Abstract

Low-molecular-weight heparins (LMWHs) have shown equivalent or superior efficacy and safety to unfractionated heparin as antithrombotic agents for the treatment of patients with acute coronary syndromes (ACS). In patients with unstable angina and non-ST segment elevation myocardial infarction (MI), many data support the use of the LMWH enoxaparin to reduce cardiovascular events and death. LMWHs also appear more effective than unfractionated heparin in reducing the composite end point of acute MI, recurrent ischemia, or death in patients with ST segment elevation MI, and can also be used effectively in patients undergoing thrombolysis reperfusion and percutaneous coronary intervention.
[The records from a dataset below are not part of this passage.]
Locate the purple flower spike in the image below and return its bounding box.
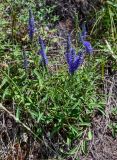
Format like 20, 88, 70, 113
67, 34, 71, 52
39, 37, 48, 66
28, 10, 35, 41
81, 23, 87, 39
65, 48, 83, 74
83, 41, 93, 54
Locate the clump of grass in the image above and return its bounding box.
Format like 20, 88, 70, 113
0, 0, 115, 159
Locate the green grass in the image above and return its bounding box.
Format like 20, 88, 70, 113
0, 1, 117, 158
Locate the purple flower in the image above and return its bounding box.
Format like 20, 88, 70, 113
23, 51, 29, 70
81, 23, 87, 40
65, 48, 83, 74
83, 41, 93, 54
28, 10, 35, 41
39, 37, 48, 66
67, 34, 71, 52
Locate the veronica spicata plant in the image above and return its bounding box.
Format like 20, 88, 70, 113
38, 37, 48, 66
80, 23, 93, 54
28, 9, 35, 41
65, 35, 83, 74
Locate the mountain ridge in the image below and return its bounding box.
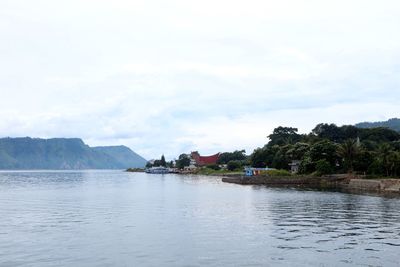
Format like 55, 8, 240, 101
0, 137, 146, 170
355, 118, 400, 132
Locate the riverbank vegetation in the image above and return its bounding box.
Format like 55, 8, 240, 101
248, 124, 400, 177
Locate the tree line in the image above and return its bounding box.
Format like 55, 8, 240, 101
249, 123, 400, 176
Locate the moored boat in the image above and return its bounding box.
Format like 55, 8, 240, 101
146, 167, 169, 174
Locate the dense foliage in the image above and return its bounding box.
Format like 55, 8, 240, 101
0, 137, 146, 169
250, 124, 400, 176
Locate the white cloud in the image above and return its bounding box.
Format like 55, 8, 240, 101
0, 0, 400, 158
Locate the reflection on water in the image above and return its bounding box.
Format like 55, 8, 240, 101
0, 171, 400, 266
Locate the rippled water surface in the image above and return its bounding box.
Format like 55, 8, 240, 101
0, 171, 400, 266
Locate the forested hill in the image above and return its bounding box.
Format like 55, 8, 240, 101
355, 118, 400, 132
0, 137, 146, 170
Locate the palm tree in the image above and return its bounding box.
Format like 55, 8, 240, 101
337, 139, 359, 173
378, 143, 393, 176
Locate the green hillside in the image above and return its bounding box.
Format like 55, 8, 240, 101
0, 137, 146, 170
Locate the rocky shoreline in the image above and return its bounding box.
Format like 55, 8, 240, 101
222, 175, 400, 196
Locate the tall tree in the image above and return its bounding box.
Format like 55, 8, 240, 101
160, 155, 167, 167
337, 139, 359, 172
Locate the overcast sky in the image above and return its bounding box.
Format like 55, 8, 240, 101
0, 0, 400, 159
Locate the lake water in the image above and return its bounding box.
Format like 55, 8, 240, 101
0, 171, 400, 267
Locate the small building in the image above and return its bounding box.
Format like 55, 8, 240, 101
190, 151, 220, 167
289, 160, 301, 173
244, 167, 275, 176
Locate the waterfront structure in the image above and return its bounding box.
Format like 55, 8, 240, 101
190, 151, 220, 167
146, 167, 169, 174
244, 167, 274, 176
289, 160, 301, 173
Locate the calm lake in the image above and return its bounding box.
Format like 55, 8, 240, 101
0, 171, 400, 267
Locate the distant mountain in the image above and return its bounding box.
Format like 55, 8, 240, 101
355, 118, 400, 132
0, 137, 146, 170
93, 146, 147, 168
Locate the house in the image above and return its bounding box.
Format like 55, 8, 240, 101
190, 151, 220, 167
289, 160, 301, 173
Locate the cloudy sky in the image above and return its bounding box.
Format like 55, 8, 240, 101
0, 0, 400, 159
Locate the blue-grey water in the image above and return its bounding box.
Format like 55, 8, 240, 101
0, 171, 400, 266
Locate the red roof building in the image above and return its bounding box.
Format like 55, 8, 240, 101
191, 151, 220, 167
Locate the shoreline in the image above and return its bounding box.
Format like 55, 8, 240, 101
222, 175, 400, 197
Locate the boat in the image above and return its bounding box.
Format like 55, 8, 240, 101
146, 167, 169, 174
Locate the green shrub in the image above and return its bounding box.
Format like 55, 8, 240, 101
226, 160, 242, 171
207, 164, 221, 171
261, 170, 292, 176
315, 159, 333, 176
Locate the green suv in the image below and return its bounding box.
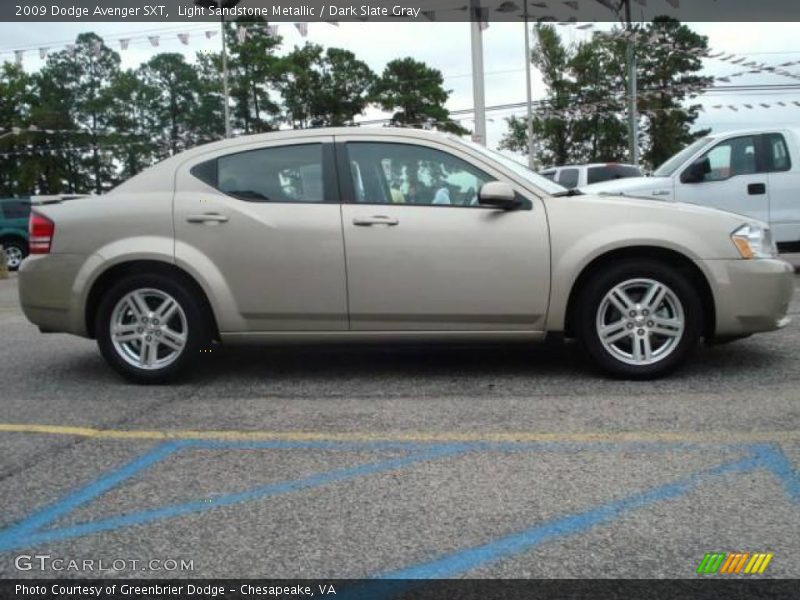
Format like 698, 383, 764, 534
0, 198, 31, 271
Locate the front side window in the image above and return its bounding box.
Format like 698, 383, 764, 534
702, 135, 758, 181
347, 142, 494, 206
193, 144, 325, 202
764, 133, 792, 171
However, the various LMWH preparations should not be used interchangeably. Each LMWH is a pleiotropic biological agent with a unique chemical, biochemical, biophysical, and biological profile, and it displays a unique pharmacodynamic and pharmacokinetic profile. As a result, LMWHs are not equipotent in preclinical assays or equivalent in terms of their clinical efficacy and safety. Therefore, it is essential that new, emerging, generic versions of LMWHs demonstrate clinical equivalence, in specific indications, with the existing approved LMWHs. This article highlights the chemical, biological, and pharmacological differences between the LMWH preparations that may result in different clinical outcomes during the treatment of patients with acute coronary syndromes.